Updated: Jul 28, 2021
WORDS AND PHOTOS: VICTORIA SCOTT
I legitimately tried to avoid writing about cars from anything but a general car enthusiast’s perspective. I want to hear and write stories about cars for people who enjoy them, because it is my first and foremost passion. But most car enthusiasts recognize that their favorite platforms are not developed in a vacuum - look at the Japanese muscle wars of the 90s leading to the development of some of the most beloved sports cars of all time, or the creation of the EPA and the oil crisis of the 70s reshaping what performance meant to an entire generation of Americans. Cars cannot exist without people to drive them, and the very design of our most favored or reviled vehicles reflects this.
More importantly, cars exist as a reflection of the culture they are born into. Radwood, the celebration of 80s and 90s cars and style, is a phenomenal example of this - the cars and culture, when put together, become more than the sum of their parts. The boxy designs and gridded, space-age tachometers are cool as their own phenomena, but when contextualized with the birth of modern computing and the bubble economy of Japan, they make sense in the grand scheme of humanity, and seeing how individual manufacturers decided to approach this on their own terms is its own fun.
And that brings me to the place where I write this article from. I have written once before about the intersection of identity and the car scene, and I have been told by many people that it resonated. I have always wanted to hear more queer voices in the car scene (and there are some fantastic writers out there already who inspired me, @dsgolson, @cdavies, and more among them), but I don’t really hear what I think needs to be said. And yet here I am - I am a trans femme car writer, and trying to be more visible by the day - not because I want to, but because I need to, to be authentic to myself and be able to sleep at night.
I truly need to write this. I am not trying to step into the role of spokesperson for the queer car community, but I want to write this to tell every single LGBT+ person currently scared of taking their pride and joy to a car show, or debating if they’ll be able to get support when their new project they’re eyeing inevitably breaks, that the community is - at its core - good.
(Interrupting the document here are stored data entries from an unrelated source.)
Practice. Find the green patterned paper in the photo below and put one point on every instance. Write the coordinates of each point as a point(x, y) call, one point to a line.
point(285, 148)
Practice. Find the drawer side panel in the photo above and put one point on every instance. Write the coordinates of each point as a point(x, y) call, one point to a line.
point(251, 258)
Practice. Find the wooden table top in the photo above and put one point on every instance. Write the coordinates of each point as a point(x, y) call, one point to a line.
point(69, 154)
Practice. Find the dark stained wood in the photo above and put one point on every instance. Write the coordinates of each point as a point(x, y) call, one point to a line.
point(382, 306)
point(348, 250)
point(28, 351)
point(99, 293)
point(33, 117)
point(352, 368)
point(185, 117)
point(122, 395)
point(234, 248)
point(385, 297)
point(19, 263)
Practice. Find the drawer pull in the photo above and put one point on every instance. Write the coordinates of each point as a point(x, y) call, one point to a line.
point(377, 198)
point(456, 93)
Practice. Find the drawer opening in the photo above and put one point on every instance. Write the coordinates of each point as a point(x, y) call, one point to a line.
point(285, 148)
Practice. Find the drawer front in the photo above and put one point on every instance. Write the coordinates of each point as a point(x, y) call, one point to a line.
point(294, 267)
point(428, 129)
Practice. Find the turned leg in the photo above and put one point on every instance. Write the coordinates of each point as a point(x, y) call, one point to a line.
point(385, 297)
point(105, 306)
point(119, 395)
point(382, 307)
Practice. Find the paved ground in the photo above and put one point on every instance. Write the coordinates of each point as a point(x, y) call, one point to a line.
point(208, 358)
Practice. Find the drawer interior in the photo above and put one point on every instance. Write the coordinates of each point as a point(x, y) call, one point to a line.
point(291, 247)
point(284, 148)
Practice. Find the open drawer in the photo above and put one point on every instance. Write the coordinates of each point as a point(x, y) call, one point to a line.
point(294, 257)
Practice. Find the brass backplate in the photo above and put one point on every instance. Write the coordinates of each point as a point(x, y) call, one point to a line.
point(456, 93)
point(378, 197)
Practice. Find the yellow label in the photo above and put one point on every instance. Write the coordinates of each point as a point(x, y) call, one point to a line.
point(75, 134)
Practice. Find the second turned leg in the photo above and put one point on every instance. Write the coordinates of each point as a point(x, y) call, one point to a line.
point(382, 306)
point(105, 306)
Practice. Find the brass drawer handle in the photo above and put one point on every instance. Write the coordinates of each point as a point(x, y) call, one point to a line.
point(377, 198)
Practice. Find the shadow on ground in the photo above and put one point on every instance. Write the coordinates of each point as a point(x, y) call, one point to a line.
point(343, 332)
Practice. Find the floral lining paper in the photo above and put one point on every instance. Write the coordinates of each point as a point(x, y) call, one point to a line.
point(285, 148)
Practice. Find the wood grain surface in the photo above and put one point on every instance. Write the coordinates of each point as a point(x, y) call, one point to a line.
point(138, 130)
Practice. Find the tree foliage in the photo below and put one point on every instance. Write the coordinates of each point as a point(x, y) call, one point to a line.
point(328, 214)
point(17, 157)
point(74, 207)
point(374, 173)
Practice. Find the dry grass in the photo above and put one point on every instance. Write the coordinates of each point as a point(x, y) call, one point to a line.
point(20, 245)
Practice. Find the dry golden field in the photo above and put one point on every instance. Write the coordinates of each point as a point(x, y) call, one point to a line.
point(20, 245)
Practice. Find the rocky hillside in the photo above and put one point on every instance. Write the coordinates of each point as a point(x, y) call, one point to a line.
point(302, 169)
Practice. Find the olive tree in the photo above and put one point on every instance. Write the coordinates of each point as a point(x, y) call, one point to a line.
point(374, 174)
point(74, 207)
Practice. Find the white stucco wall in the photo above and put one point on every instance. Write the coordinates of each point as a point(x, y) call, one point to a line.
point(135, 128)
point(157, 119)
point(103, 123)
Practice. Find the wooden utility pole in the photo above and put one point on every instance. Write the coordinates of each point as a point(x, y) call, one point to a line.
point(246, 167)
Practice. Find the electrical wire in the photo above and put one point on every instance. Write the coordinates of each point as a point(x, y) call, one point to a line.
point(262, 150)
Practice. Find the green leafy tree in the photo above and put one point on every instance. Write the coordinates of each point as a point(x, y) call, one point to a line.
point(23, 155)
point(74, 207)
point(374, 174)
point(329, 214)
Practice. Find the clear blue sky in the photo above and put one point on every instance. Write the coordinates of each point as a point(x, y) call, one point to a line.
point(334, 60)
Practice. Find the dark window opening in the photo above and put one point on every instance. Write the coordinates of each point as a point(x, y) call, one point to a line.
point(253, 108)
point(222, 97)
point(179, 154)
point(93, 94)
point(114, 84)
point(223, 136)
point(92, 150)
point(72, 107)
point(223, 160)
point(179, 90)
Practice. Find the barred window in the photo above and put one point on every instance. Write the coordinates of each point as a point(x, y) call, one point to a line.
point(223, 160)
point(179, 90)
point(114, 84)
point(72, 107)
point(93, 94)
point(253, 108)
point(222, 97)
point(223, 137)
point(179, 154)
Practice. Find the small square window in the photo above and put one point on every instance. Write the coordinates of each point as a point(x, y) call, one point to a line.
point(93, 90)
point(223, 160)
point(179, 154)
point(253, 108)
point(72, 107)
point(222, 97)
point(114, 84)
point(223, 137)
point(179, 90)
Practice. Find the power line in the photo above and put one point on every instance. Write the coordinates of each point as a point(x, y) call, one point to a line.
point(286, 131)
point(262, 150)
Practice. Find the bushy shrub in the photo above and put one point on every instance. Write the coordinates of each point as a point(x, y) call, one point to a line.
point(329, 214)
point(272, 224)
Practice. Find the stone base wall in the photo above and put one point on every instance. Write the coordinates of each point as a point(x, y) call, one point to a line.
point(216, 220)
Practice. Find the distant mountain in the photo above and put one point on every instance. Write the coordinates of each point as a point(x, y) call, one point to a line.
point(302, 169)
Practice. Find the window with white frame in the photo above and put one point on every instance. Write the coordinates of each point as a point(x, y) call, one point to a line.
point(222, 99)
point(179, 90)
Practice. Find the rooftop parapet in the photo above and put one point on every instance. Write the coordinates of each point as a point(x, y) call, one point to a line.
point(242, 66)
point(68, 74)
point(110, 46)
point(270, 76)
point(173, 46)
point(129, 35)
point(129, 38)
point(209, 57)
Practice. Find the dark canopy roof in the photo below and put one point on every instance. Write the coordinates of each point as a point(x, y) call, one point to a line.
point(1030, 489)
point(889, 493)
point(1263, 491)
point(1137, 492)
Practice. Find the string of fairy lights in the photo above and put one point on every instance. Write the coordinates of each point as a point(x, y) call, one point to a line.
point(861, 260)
For the vast majority of readers here who are cishet (that is to say, identify as the gender they were born as and heterosexual) and reading this - the car community only becomes a better place the more people participate. I can truly say from the bottom of my heart that I do not actually want to write this article. I wish it was an unspoken truth that people can feel like they can have a hobby and be their actual selves, but from experience, it is not. There are people who want to make us feel unwelcome, and I’m writing this because I think most of you - the majority of the population, and the majority of the car community - don’t actually want that.
I reach out here to my community specifically to try and relay a message of hope that we can indeed exist in these spaces. We just want to be a part of it in the same way everyone else is. Existence is currently fraught for us: “Safe spaces” have become a ridiculously memed-upon topic, yet leaving the house while visibly queer, and avoiding verbal or physical abuse for it is something that many of us have to consider for our own actual safety. The government in the United States treats us as a separate, lower, segment of humanity as a matter of general policy. We all know it, and it continues to embolden the terrible people to speak more loudly.
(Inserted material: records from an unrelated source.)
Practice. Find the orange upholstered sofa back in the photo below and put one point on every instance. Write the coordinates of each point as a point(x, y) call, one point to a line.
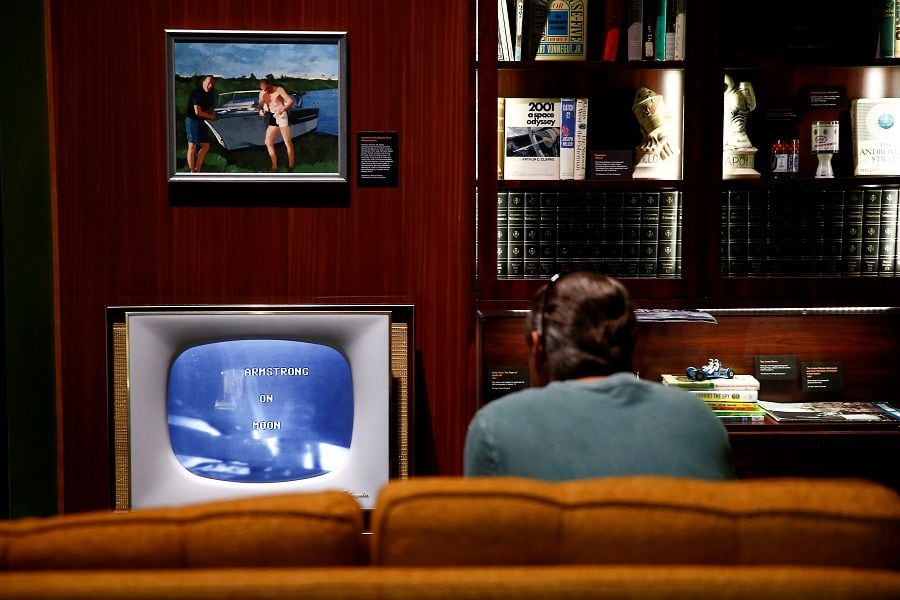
point(636, 520)
point(300, 530)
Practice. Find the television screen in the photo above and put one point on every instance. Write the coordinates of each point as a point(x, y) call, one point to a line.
point(260, 410)
point(214, 403)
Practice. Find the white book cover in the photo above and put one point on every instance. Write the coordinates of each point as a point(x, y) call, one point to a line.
point(876, 136)
point(581, 113)
point(532, 138)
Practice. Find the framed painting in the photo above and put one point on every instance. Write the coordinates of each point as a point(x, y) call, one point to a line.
point(256, 106)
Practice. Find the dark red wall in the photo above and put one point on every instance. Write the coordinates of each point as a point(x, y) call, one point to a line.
point(119, 242)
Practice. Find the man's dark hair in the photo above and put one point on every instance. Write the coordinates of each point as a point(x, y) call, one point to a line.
point(586, 325)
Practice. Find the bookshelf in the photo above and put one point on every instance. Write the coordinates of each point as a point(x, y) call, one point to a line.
point(804, 48)
point(785, 50)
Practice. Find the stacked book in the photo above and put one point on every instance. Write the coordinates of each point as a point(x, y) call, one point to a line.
point(733, 400)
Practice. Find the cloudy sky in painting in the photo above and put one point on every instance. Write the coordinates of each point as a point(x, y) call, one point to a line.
point(241, 59)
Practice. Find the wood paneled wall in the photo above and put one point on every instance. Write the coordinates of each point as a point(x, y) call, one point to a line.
point(119, 242)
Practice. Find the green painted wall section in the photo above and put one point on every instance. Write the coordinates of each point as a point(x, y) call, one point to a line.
point(28, 395)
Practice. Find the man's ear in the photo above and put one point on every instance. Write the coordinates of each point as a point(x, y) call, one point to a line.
point(536, 363)
point(537, 344)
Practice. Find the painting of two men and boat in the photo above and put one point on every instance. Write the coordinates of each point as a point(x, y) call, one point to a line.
point(242, 105)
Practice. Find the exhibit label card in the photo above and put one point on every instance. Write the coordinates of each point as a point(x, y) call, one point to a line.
point(614, 164)
point(776, 368)
point(826, 376)
point(504, 380)
point(377, 160)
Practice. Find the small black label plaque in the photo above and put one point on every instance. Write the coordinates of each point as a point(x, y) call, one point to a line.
point(377, 158)
point(776, 368)
point(504, 380)
point(825, 376)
I don’t need to tell you that it will inevitably suck in some facets. There is a local muscle car show that features the models I grew up idolizing, and the owners are the people I grew up fearing. There is still absolutely a good old boy’s club element to car enthusiasm. After all, a car club where everyone acts like boomers is a 20,000 member strong Facebook group, and the speech patterns and arguments parodied will be recognizable to anyone that’s ever spoken to certain members of the older generation. There is a palpable fear of anyone even slightly differing from the normal demographics from their cliques.
But there are definitely groups that exist outside of that realm that are welcoming and open. We all have the same love of old cars at the core, and when you get past the blue lines flag folks and the “like it or leave” types, you find a plethora of accepting and fascinating enthusiasts. In my experience, the more esoteric spaces for enthusiasm are those that welcome us, whether it’s the forgotten bubble cars of the 80s at Radwood, or the smog-choked cars of Malaise Motors. Even without that though, I’ve found great local meets where I feel welcome. I roll up in an 80s shitbox with an “H” on the hood and that is the sole criterion for camaraderie. It doesn’t matter that I’m very different from the other owners, what matters is that we all preserved our own little piece of automotive history and we are proud of it.
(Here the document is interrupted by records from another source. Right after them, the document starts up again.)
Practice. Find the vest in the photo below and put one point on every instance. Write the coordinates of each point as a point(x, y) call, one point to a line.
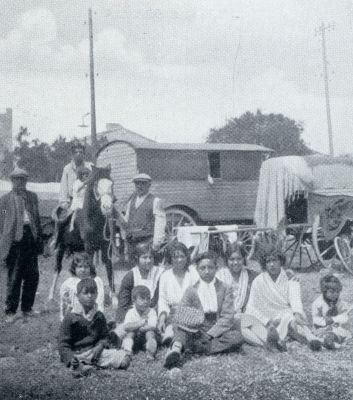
point(141, 219)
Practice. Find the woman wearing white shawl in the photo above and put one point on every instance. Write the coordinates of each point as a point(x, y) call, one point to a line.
point(240, 279)
point(275, 301)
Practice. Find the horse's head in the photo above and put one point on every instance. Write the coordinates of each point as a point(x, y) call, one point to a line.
point(103, 188)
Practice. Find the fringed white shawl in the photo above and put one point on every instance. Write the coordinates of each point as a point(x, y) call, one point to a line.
point(239, 288)
point(271, 300)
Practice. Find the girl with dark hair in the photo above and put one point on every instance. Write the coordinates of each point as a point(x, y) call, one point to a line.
point(331, 314)
point(81, 268)
point(144, 273)
point(275, 300)
point(172, 286)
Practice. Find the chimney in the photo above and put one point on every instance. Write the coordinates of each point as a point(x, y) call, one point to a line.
point(111, 126)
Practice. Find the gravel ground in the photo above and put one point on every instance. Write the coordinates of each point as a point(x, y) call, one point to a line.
point(30, 367)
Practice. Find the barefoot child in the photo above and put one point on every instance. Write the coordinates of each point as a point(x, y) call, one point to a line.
point(140, 323)
point(83, 335)
point(204, 321)
point(330, 313)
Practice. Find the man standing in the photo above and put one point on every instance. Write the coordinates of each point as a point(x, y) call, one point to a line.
point(70, 173)
point(20, 244)
point(145, 218)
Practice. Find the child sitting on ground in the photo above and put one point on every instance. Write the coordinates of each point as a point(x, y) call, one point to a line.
point(140, 323)
point(83, 335)
point(330, 313)
point(81, 267)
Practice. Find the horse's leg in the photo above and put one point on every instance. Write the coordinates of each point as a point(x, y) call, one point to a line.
point(110, 274)
point(59, 255)
point(108, 266)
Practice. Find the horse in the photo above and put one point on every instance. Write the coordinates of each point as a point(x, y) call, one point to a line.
point(93, 228)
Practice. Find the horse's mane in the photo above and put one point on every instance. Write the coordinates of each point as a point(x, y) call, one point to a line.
point(92, 215)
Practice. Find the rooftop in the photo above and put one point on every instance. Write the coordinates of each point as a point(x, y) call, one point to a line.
point(201, 146)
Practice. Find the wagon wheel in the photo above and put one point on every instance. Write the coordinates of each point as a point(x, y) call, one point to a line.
point(324, 249)
point(298, 246)
point(177, 217)
point(247, 238)
point(344, 252)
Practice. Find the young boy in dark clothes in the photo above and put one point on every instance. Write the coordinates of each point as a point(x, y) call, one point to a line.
point(83, 335)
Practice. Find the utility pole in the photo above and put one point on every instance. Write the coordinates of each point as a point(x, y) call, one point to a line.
point(91, 75)
point(322, 30)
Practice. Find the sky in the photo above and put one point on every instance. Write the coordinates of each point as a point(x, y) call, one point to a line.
point(174, 69)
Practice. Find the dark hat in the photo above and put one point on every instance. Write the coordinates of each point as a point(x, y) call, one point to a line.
point(189, 319)
point(76, 144)
point(19, 173)
point(141, 178)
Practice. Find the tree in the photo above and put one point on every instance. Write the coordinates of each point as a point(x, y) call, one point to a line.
point(275, 131)
point(44, 162)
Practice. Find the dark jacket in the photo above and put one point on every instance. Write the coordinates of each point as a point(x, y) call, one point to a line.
point(77, 334)
point(8, 221)
point(252, 275)
point(225, 302)
point(124, 296)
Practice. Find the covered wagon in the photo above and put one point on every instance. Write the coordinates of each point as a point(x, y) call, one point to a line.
point(311, 199)
point(200, 183)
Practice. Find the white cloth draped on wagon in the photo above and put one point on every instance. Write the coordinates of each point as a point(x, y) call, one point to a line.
point(280, 178)
point(271, 300)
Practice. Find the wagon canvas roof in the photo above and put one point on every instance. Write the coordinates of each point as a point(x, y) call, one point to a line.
point(202, 146)
point(282, 177)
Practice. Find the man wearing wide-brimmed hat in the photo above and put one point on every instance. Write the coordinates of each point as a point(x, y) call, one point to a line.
point(145, 217)
point(70, 174)
point(20, 244)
And with that in mind, I encourage you, as someone who has been scared just as all of us have, to go out, meet some great people, and enjoy your hobby. You’ll encounter closed minded people as we do in all facets of life, but you will find so many great people you never dreamed you could find, because car enthusiasm is ultimately one of the best hobbies to exist. We just love our cars and we want to share them. It unites us more than a handful could ever hope to divide us.